Von Jürgen Schreier 11 min Lesedauer

Anbieter zum Thema

Mensch und Roboter sind heute oft schon Kollegen. Für welche Anwendungen sich diese Zusammenarbeit überhaupt eignet, wie sich diese durch neue Technologien verändert und welchen Einfluss das Thema Sicherheit dabei hat, erklärt Klaus Stark, Innovationsmanager bei Pilz, im Interview.

Klaus Stark ist Leiter Innovationsmanagement bei Pilz.(Bild:  Pilz)
Klaus Stark ist Leiter Innovationsmanagement bei Pilz.
(Bild: Pilz)

Welche Anwendungen eignen sich für eine Mensch-Roboter-Kollaboration (MRK) überhaupt?

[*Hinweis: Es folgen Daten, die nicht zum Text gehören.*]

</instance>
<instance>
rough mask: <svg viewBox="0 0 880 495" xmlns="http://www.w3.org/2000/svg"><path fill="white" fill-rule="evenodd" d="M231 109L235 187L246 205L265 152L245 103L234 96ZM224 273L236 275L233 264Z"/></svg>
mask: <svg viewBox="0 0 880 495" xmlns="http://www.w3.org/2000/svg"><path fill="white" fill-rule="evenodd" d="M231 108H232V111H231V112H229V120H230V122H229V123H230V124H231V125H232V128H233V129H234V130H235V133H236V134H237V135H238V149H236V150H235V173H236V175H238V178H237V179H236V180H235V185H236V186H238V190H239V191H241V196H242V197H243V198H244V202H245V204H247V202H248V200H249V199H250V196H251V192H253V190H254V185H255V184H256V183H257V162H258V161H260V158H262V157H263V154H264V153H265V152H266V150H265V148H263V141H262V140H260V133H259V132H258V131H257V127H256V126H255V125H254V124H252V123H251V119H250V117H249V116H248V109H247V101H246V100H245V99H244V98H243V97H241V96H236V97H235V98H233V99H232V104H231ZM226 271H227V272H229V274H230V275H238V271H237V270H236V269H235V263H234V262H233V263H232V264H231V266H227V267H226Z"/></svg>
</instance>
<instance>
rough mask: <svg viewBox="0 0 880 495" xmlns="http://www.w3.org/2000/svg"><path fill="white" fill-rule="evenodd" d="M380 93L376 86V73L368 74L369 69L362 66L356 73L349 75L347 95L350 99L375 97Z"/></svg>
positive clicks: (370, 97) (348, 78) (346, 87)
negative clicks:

Eigentlich alle Anwendungen, bei denen man die jeweiligen Stärken des Menschen und der Maschine, sprich des Roboters, besonders gut kombinieren kann. Da machen MRK-Anwendungen Sinn. Der Roboter hat gewisse Vorzüge. Er kann beispielsweise äußerst genau und ohne müde zu werden arbeiten. Der Mensch wiederum, ist kreativ, kann Entscheidungen treffen, kann Dinge einfach auch anders bewerten. Es gibt viele Bereiche, in denen der Mensch durch seine Augen, durch Fingerfertigkeit, durch Sensorik sehr viel früher spürt, ob ein Prozess richtig ist, ob er qualitativ sauber ist. Um den Roboter dazu in die Lage zu versetzen, würde sonst eine Vielzahl an Sensorik benötigt. Insoweit hat der Mensch Eigenschaften, die man sonst nur mit einem hohen Aufwand technisch leisten könnte. MRK ist auch dort interessant, wo man wechselnde Einsatzfälle hat, wo nicht immer die gleiche Abfolge von Tätigkeiten zu erledigen ist, oder wo schwere Teile zu handhaben sind. Und insoweit testet heute z. B. die Automobilindustrie die Mensch-Roboter-Kollaboration aus - eine Branche, die in der Robotik schon immer Vorreiter war. Testen ist vielleicht ein zu schwaches Wort. In der Automobilindustrie sind vielfältige prototypische Anlagen im Einsatz, mit denen sie ihre Erfahrungen sammelt.